Midlands Auction Network

2/7/2013 11:28:07 AM

Non-Ethanol Income Aids Green Plains Renewable Energy

Emily Nohr, The Omaha World Herald

Feb. 7, 2013 — Green Plains Renewable Energy reported a decline in net income for 2012 overall, despite a bump in net income for its final quarter of the year.

Growth in non-ethanol operating income — including the sale of 12 grain elevators — cushioned lower income from ethanol.

Net income for 2012 for the Omaha-based ethanol producer was $11.8 million, or 39 cents per diluted share, down from $38.4 million, or $1.01 per diluted share, in 2011. The company’s 2012 revenue was $3.5 billion for the year, down from $3.6 billion.

In the fourth quarter, net income was $33 million, or $0.94 per diluted share, up from $13.3 million, or $0.36 per diluted share, this time last year.
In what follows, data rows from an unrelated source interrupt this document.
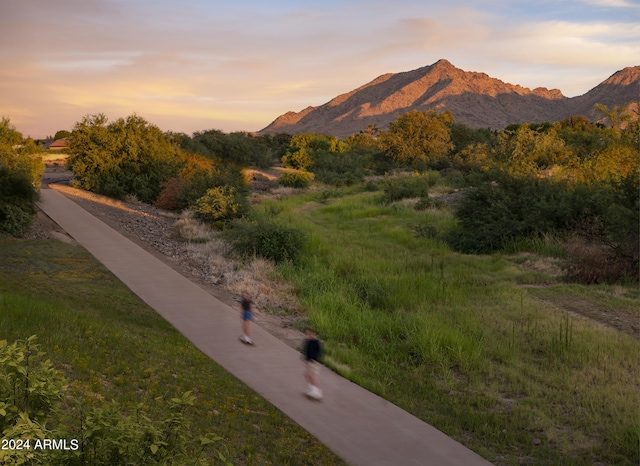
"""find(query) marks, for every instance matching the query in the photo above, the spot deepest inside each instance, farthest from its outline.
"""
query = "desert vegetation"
(411, 253)
(20, 170)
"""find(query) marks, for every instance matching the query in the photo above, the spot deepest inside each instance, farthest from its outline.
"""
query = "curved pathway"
(359, 426)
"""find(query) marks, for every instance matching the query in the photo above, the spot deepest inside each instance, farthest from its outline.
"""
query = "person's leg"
(246, 327)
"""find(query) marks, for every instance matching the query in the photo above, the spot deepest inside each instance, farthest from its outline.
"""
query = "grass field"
(112, 346)
(459, 340)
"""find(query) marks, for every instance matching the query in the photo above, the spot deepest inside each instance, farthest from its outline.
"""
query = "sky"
(194, 65)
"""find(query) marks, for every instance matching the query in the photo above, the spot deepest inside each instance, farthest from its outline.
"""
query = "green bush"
(267, 239)
(497, 213)
(34, 395)
(296, 179)
(127, 156)
(17, 200)
(398, 188)
(428, 203)
(219, 204)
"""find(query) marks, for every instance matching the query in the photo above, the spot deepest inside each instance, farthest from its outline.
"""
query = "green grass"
(456, 341)
(112, 345)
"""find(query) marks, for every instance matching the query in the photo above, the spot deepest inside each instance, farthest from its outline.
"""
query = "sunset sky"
(193, 65)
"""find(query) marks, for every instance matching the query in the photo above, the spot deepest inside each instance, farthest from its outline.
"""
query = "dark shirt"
(246, 304)
(312, 350)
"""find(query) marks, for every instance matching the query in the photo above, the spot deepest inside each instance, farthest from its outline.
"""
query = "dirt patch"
(621, 320)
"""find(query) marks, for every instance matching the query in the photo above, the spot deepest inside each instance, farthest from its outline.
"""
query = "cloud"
(241, 64)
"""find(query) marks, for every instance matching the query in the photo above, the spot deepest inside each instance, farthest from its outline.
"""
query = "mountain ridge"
(475, 99)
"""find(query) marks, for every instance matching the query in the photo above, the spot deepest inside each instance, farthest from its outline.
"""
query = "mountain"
(475, 99)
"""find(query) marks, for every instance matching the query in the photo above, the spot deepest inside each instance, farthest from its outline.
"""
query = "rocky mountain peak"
(475, 99)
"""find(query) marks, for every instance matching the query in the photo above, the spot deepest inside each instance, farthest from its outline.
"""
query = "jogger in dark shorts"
(311, 357)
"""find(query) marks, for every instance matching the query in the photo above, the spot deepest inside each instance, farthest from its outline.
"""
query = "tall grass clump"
(137, 391)
(453, 339)
(404, 187)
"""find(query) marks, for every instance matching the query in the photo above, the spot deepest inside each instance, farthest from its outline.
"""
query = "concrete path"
(359, 426)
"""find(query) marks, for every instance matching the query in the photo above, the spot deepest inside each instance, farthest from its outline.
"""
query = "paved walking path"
(361, 427)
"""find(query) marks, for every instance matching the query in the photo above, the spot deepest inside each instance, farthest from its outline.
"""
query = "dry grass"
(257, 277)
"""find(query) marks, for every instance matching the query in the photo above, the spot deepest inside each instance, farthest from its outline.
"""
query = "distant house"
(59, 144)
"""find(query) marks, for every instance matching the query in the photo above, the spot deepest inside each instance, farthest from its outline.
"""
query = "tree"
(20, 171)
(418, 137)
(8, 133)
(62, 134)
(127, 156)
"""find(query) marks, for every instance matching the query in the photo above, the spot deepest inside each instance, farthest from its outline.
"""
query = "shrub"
(219, 204)
(398, 188)
(169, 197)
(427, 203)
(296, 179)
(298, 159)
(33, 392)
(267, 239)
(17, 201)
Revenue was $883.7 million for the fourth quarter, down from $922.8 million.

Without the sale of 12 grain elevators in Iowa and Tennessee, the company's fourth-quarter net income was $6.7 million, or 21 cents per diluted share.

Find the latest in local business and development, from who's saying
what to what's going in at that corner,
in the Money Talks blog.

President and CEO Todd Becker said in a statement that all the company's business segments reported positive operating income during both the fourth quarter and last half of 2012, which he said signaled the effectiveness of the company’s low-cost platform and ability to manage risk.

"For the fourth year in a row," he said, "our business was profitable and, with the sale of the 12 grain elevators, we continue to focus on creating value for our shareholders. We ended 2012 with $280 million in cash and the lowest ethanol plant debt in our history.

"This positions us for the future to take advantage of growth and diversification opportunities and to continue to withstand the cyclicality of our business."

Becker said the company plans to add between 5 million and 10 million bushels per year over the next two years to the grain storage capacity around its ethanol plants.

That strategy will allow the company to use its 7 million-ton ethanol processing capacity to aggressively compete for purchasing grain directly from farmers, he said. Becker said the plan would be a “minimal investment per bushel” and provide “solid long-term returns for our shareholders.”